Je ne sais ce que vaut la prose de Régis Tettamanzi, professeur de littérature à l’université de Nantes. Ce garçon m’a l’air sympathique. Il avait déjà annoté Louis-Ferdinand Céline pour La Pléïade, il récidive pour les éditions québécoises Huit vont rééditer trois écrits de cet auteur sous le titre Écrits polémiques. Grand bien (économique) leur fasse. Mais tout comme Le Protocole des sages de Sion est accessibles via l’Internet, Bagatelle pour un massacre, L’École des cadavres et Les beaux draps le sont tout autant.
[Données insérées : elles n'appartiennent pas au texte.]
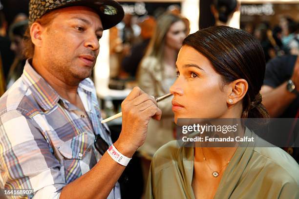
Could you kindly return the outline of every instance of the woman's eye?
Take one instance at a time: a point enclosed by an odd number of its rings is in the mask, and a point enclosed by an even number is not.
[[[191,78],[196,78],[198,77],[198,76],[197,76],[197,75],[196,75],[196,73],[191,73]]]
[[[180,72],[178,71],[176,71],[176,77],[178,78],[179,76],[180,76]]]

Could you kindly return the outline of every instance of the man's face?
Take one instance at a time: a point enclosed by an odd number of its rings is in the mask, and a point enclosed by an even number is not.
[[[59,9],[42,35],[42,66],[63,82],[76,84],[91,74],[103,34],[99,16],[84,6]]]

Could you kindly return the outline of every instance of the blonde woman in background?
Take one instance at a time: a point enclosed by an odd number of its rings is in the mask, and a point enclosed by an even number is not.
[[[137,73],[139,86],[146,93],[157,97],[169,92],[176,78],[177,54],[188,29],[184,19],[177,15],[167,13],[158,19],[155,33]],[[158,103],[163,112],[162,119],[150,121],[145,143],[139,149],[146,182],[153,154],[174,139],[171,100],[171,98]]]

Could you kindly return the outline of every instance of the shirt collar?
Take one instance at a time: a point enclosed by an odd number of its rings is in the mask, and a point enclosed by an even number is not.
[[[66,100],[61,98],[56,91],[42,77],[30,64],[32,60],[27,60],[24,66],[22,77],[24,83],[30,88],[34,98],[39,105],[44,110],[48,111],[54,107],[59,100]],[[78,89],[83,91],[92,92],[93,83],[87,78],[79,85]]]

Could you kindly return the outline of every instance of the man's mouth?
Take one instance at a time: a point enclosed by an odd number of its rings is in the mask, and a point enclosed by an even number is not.
[[[89,55],[82,55],[79,57],[88,66],[92,66],[95,60],[95,58],[94,56]]]
[[[172,100],[171,101],[171,104],[172,104],[172,111],[173,112],[178,111],[184,108],[183,105],[180,104],[174,100]]]

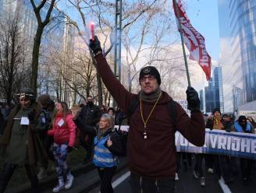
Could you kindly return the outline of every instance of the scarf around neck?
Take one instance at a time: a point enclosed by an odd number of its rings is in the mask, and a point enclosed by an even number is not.
[[[146,101],[146,102],[154,103],[158,100],[161,92],[162,92],[162,90],[161,90],[160,87],[158,87],[156,89],[156,91],[151,94],[146,94],[144,92],[140,91],[139,95],[140,95],[140,98],[142,100]]]
[[[224,126],[221,121],[221,118],[213,118],[213,129],[223,129]]]
[[[97,132],[98,140],[100,140],[102,137],[108,135],[110,132],[111,130],[112,130],[111,128],[105,128],[105,129],[98,128],[98,132]]]

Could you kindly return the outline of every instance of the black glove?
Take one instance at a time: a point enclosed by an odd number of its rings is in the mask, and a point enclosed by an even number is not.
[[[73,147],[68,146],[67,149],[68,149],[68,153],[70,153],[72,151],[72,149],[73,149]]]
[[[36,111],[33,109],[28,114],[27,118],[30,120],[30,125],[34,124],[34,115],[36,114]]]
[[[102,53],[101,42],[98,40],[97,36],[94,36],[94,40],[91,39],[90,40],[89,47],[94,52],[95,56]]]
[[[191,86],[187,86],[186,91],[187,109],[191,112],[200,112],[200,100],[197,92]]]

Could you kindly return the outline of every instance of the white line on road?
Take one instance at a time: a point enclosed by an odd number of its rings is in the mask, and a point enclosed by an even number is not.
[[[115,181],[112,183],[113,188],[117,187],[119,184],[120,184],[123,181],[124,181],[130,175],[130,172],[128,171],[126,174],[124,174],[120,177],[117,178]]]
[[[224,193],[232,193],[229,188],[226,184],[225,184],[224,179],[222,177],[221,177],[220,180],[219,181],[219,184]]]

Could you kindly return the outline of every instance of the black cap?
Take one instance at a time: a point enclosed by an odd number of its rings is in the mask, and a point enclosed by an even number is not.
[[[36,95],[30,88],[24,87],[20,90],[20,93],[16,94],[18,97],[23,98],[27,97],[30,100],[35,100]]]
[[[215,112],[219,112],[220,114],[222,114],[219,108],[215,108],[212,111],[212,114],[214,114]]]
[[[154,66],[146,66],[146,67],[141,68],[141,70],[140,72],[139,79],[141,79],[144,75],[154,75],[156,78],[158,85],[161,84],[160,74],[159,74],[159,72],[158,71],[158,69],[155,67],[154,67]]]
[[[247,122],[246,117],[244,115],[239,116],[239,118],[238,118],[238,122],[239,123],[246,123]]]

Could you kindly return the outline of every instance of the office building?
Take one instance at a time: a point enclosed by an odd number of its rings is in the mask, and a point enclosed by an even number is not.
[[[256,100],[256,1],[219,0],[225,111]]]

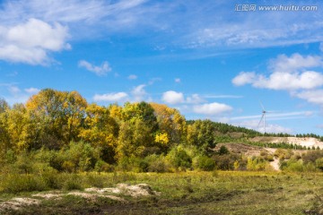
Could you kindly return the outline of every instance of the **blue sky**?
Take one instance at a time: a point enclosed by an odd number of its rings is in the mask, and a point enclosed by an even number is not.
[[[262,132],[261,101],[272,111],[267,132],[322,135],[322,8],[319,0],[0,1],[0,97],[13,105],[44,88],[77,90],[90,103],[153,101],[188,119]]]

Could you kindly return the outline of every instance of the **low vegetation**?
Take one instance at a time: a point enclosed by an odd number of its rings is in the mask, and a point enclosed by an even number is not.
[[[249,141],[258,135],[210,120],[187,121],[161,104],[88,104],[76,91],[46,89],[13,107],[0,99],[0,213],[323,212],[322,150]],[[242,145],[257,153],[246,153]],[[275,161],[279,173],[273,172]],[[148,184],[162,194],[83,198],[93,196],[85,188],[120,183]],[[74,190],[78,193],[68,194]],[[63,194],[32,199],[52,191]],[[14,196],[27,203],[6,210],[4,205],[22,201],[10,202]]]
[[[20,193],[20,198],[37,199],[4,214],[319,214],[322,212],[323,175],[277,172],[181,172],[58,174],[63,193]],[[39,177],[37,177],[39,178]],[[76,185],[66,185],[74,181]],[[118,183],[148,184],[159,194],[139,196],[109,194],[127,201],[104,196],[88,198],[87,187],[115,187]],[[46,185],[46,182],[43,182]],[[13,183],[12,185],[17,185]],[[72,195],[70,189],[79,189]],[[43,190],[43,187],[39,187]],[[95,189],[92,189],[95,190]],[[45,199],[46,194],[53,198]],[[54,195],[56,194],[56,195]],[[60,194],[60,198],[56,198]],[[38,197],[37,197],[38,196]],[[1,192],[1,202],[12,195]],[[0,202],[0,205],[1,203]]]

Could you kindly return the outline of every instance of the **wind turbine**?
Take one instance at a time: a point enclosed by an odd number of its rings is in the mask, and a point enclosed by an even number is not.
[[[262,108],[262,116],[261,116],[261,118],[260,118],[258,127],[259,127],[261,122],[263,122],[264,123],[264,133],[266,133],[266,114],[268,113],[268,111],[266,111],[265,109],[263,104],[260,101],[259,101],[259,103],[260,103],[260,106]]]

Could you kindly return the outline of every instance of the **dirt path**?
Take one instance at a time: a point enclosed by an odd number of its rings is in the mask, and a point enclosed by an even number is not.
[[[59,200],[63,196],[66,195],[75,195],[82,198],[95,201],[98,197],[100,198],[109,198],[117,202],[126,202],[127,201],[116,195],[127,195],[133,198],[137,198],[140,196],[149,196],[149,195],[159,195],[160,193],[153,191],[150,185],[146,184],[139,184],[135,185],[130,185],[127,184],[118,184],[116,187],[107,187],[107,188],[97,188],[91,187],[87,188],[84,191],[72,191],[69,193],[63,193],[60,191],[51,191],[45,193],[39,193],[33,194],[31,197],[20,197],[13,198],[9,201],[0,202],[0,214],[2,212],[8,212],[13,211],[18,211],[25,206],[37,205],[41,203],[43,200],[51,199],[53,201]]]

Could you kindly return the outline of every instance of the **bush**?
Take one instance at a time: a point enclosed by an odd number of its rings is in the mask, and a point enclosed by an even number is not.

Un « non-événement » donc ? Pas si Régis Tettamanzi apporte davantage d’éclairage sur un phénomène tant littéraire que sociétal. Mais peut-être pas de quoi en faire tout un plat.
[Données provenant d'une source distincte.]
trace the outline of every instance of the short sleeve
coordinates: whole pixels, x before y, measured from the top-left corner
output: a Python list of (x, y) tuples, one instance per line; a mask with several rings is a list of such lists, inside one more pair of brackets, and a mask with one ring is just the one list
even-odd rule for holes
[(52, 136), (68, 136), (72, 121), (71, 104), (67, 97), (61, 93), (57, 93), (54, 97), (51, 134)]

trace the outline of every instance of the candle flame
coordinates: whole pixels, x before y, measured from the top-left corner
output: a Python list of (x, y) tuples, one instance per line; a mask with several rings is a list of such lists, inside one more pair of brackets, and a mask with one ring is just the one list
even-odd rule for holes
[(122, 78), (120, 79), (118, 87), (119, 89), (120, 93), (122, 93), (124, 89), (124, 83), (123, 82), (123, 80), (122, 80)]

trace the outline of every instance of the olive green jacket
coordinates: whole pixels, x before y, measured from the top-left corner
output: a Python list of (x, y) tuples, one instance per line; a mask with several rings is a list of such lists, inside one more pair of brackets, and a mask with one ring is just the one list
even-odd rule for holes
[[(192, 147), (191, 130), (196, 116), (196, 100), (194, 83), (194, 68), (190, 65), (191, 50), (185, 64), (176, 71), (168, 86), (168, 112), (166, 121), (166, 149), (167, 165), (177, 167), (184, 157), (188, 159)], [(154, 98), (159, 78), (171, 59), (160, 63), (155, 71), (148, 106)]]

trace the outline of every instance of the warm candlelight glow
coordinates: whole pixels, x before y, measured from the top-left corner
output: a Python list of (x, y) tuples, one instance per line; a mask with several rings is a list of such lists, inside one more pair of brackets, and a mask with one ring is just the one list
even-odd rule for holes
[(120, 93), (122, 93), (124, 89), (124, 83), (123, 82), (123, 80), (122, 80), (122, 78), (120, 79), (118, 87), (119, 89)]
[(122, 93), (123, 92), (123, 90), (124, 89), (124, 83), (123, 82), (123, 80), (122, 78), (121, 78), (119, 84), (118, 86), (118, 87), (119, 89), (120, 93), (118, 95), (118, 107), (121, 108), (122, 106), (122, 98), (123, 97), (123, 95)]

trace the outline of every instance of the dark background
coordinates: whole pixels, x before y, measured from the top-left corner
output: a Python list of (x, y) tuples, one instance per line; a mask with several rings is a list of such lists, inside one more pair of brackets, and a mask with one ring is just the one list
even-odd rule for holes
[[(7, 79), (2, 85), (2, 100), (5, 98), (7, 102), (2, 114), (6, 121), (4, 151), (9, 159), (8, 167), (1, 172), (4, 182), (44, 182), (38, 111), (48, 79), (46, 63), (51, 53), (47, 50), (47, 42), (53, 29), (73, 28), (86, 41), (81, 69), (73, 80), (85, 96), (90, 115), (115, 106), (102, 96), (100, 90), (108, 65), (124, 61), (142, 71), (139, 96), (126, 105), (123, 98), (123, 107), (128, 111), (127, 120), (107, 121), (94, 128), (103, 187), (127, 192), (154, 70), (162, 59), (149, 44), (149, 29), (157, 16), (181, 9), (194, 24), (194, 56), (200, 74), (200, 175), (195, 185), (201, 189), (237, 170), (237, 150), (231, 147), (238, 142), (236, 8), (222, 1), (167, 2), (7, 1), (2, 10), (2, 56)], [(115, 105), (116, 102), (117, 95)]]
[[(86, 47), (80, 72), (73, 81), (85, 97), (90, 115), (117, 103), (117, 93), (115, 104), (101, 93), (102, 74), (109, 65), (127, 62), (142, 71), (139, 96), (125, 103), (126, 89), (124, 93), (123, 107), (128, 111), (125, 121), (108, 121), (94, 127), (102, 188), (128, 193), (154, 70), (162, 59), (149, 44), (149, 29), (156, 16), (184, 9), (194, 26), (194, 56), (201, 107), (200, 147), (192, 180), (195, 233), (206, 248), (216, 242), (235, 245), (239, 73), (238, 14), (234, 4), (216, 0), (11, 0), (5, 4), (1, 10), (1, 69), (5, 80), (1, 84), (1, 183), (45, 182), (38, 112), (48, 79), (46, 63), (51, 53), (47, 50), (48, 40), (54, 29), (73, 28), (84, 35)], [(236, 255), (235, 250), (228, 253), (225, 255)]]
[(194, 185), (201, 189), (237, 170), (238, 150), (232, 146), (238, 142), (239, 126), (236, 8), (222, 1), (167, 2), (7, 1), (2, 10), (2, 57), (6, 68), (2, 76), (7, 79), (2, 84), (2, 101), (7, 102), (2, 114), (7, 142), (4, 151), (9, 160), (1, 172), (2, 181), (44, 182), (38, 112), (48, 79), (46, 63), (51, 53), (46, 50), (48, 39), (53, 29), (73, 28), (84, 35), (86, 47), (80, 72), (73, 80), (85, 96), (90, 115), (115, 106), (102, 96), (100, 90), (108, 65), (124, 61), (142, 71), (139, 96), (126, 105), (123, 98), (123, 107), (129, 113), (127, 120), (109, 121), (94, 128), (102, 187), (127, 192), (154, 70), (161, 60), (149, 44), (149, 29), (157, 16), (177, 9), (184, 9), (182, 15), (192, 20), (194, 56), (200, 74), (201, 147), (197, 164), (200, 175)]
« Le juif avait passé par là, l’âme était froide ». C’est l’avant-dernière phrase de la préface de l’édition de 1942 de L’École des cadavres, chez Denoël. Bon, bof… Ce n’est pas par philosémitisme (au sens large, je suis aussi philobantouiste, anglophile, germanophile, russophile et roumanophile et j’en passe…) que je n’ai jamais « rien lu » de Céline hors sans doute des extraits aussi oubliés que parcourus. Mais après Orwell et Tchekhov, que je relis ces derniers temps, je n’exclurai pas de lire et Céline, et surtout Régis Tettamanzi, si les éditions Huit m’envoient un service de presse.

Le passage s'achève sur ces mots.